In the context of the heading to this post, not what immediately springs to your mind dear reader! I of course mean it in the context of one 'leftie' endorsing the view of another 'leftie'. Shame on you if you thought otherwise - hush your mind!
I refer to Mandelson's agreement that Cameron's "Big Society" is a good idea, from which I quote:
"Yes he is. I said [in a Progress lecture in September 2009] we are going to have to see the role of government evolve and change. We are going to have to look at public services, how they operate, how they are delivered, how they are going to change as well in an era of much tighter public spending in the coming decade.

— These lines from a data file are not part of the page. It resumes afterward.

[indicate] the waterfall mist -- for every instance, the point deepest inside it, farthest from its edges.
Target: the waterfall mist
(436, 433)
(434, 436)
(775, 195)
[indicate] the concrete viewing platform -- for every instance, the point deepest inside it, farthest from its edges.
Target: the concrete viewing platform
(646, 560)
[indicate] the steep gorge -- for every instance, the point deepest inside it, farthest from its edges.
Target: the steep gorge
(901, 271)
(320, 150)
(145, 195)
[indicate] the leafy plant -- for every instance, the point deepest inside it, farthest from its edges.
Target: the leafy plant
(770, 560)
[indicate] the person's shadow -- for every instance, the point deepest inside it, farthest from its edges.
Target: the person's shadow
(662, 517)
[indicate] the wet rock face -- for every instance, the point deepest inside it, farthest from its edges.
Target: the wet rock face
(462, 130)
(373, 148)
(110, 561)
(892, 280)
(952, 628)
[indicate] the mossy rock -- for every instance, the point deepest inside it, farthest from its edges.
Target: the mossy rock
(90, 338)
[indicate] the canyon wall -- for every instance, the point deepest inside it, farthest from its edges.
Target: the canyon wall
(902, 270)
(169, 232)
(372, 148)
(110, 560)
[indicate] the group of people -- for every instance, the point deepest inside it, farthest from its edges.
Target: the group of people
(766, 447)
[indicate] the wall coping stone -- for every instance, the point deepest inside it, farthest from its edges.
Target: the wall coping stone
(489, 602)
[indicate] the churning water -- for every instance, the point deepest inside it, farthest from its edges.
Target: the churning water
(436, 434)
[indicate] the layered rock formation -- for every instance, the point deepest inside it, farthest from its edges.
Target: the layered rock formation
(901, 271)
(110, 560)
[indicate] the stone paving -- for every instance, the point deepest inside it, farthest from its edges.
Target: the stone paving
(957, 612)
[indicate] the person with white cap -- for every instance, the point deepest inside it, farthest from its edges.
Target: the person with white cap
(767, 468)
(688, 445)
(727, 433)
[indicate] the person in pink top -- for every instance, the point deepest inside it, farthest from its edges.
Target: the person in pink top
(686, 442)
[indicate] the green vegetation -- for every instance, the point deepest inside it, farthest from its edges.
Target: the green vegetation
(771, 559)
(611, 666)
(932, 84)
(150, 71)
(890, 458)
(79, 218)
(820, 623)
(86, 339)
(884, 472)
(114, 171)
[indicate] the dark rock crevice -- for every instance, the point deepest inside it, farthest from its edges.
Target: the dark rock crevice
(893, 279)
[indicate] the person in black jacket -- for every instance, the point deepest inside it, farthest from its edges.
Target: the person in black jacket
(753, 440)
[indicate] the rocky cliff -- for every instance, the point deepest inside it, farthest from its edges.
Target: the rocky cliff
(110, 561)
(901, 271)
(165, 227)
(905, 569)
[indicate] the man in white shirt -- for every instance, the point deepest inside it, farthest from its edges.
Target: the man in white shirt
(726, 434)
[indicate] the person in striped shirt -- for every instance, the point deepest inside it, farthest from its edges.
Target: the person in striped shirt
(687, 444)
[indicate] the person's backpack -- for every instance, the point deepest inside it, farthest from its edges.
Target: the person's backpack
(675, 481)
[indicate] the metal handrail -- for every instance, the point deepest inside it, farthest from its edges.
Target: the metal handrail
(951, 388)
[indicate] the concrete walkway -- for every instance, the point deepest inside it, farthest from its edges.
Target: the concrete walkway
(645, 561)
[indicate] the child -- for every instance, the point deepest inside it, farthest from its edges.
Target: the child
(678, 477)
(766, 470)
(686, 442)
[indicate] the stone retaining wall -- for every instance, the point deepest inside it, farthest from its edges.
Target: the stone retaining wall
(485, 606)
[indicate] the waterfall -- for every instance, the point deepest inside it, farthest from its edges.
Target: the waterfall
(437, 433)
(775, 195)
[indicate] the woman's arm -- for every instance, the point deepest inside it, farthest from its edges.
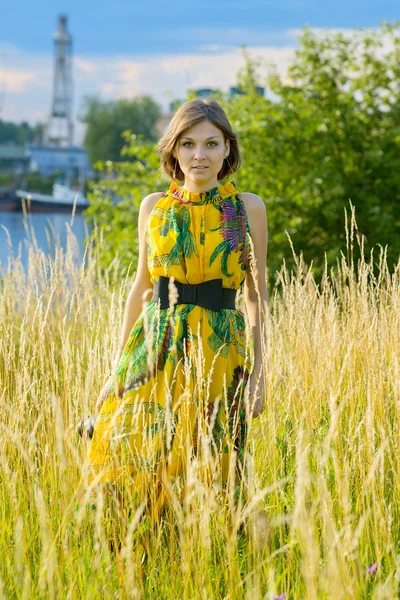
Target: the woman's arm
(142, 285)
(256, 297)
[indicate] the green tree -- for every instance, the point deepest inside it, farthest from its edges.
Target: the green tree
(331, 134)
(106, 121)
(19, 133)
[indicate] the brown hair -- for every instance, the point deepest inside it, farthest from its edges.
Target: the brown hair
(191, 113)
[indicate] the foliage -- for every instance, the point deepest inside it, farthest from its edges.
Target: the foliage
(330, 134)
(115, 199)
(106, 121)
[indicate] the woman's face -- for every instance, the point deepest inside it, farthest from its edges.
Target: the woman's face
(201, 150)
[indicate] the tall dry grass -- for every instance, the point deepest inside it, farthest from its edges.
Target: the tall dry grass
(323, 496)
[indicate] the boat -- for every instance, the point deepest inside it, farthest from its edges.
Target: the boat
(62, 200)
(8, 199)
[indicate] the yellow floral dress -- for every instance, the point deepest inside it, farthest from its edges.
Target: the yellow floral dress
(184, 368)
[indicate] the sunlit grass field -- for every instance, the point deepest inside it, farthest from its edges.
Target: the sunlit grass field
(321, 519)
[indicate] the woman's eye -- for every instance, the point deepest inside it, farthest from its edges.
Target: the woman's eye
(214, 143)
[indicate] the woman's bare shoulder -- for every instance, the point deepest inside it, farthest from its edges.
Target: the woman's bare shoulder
(253, 203)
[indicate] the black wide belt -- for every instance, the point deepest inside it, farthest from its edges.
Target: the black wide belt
(209, 294)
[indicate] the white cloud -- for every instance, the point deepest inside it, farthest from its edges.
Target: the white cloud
(14, 80)
(26, 79)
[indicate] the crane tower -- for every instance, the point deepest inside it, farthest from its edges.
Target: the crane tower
(59, 128)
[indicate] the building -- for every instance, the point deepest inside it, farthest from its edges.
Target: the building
(47, 160)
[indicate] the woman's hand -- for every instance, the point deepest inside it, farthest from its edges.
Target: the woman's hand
(103, 394)
(256, 403)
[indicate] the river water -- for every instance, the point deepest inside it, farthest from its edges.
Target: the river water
(49, 229)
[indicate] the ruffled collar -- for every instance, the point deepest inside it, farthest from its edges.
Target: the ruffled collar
(215, 194)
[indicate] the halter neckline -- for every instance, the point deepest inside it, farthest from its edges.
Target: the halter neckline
(215, 194)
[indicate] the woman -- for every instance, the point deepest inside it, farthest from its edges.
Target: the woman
(183, 363)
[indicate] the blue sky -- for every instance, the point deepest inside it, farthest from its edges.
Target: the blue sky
(127, 48)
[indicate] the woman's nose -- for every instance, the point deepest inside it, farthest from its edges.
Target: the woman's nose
(199, 152)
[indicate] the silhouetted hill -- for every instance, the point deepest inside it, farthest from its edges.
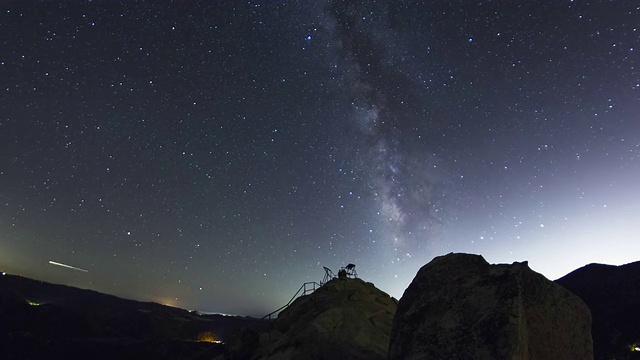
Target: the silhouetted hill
(60, 321)
(613, 296)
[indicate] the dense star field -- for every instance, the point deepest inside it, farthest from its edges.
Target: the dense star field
(214, 155)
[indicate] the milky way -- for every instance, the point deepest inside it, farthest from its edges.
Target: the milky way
(215, 155)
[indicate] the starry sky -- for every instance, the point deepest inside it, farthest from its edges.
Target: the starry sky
(214, 155)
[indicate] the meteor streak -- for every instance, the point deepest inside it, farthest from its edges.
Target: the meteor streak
(67, 266)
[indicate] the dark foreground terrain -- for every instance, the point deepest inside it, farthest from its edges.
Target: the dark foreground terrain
(41, 320)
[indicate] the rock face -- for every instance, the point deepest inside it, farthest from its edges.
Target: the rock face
(343, 319)
(461, 307)
(613, 295)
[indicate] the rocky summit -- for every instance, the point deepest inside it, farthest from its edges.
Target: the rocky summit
(461, 307)
(344, 319)
(613, 295)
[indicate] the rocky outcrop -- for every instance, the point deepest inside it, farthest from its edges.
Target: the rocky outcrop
(344, 319)
(613, 295)
(461, 307)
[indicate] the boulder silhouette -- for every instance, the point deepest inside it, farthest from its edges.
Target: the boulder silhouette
(461, 307)
(613, 295)
(344, 319)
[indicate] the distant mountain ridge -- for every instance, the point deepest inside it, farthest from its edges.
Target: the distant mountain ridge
(37, 314)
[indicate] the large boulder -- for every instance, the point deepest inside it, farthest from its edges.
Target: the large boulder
(461, 307)
(613, 295)
(344, 319)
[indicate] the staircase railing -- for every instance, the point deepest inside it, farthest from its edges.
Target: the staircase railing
(306, 288)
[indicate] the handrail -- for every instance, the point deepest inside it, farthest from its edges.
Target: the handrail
(304, 290)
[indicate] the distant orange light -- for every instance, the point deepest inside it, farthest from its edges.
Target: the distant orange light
(208, 336)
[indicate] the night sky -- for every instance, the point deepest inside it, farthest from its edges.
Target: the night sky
(214, 155)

We need to be state reformers rather than state retrenchers...We will have to find more of our solutions from within the communities that make our society...Insofar as that prescription corresponds to what David Cameron calls the Big Society then I think he is onto a good idea – in theory. I think what we have to do, all of us in politics, is draw the right sort of instruction from the state of our economy and finances...We have got to find new, improved, different, better ways of delivering high quality public services.
When considering the EU's overall "ever closer union", their 'intrusion' by way of being able to 'legislate' in Member State's affairs, coupled with the aims of the EU's Committee of the Regions, what is 'new' about Cameron's Big Society - bearing in mind the 'central control' that Cameron envisages?
Remembering also that as an ex-EU employee and in order to continue receiving his EU pension, Mandelson cannot and must not 'criticise' the EU, is it any wonder he would not be in favour of Cameron's 'Big Society'?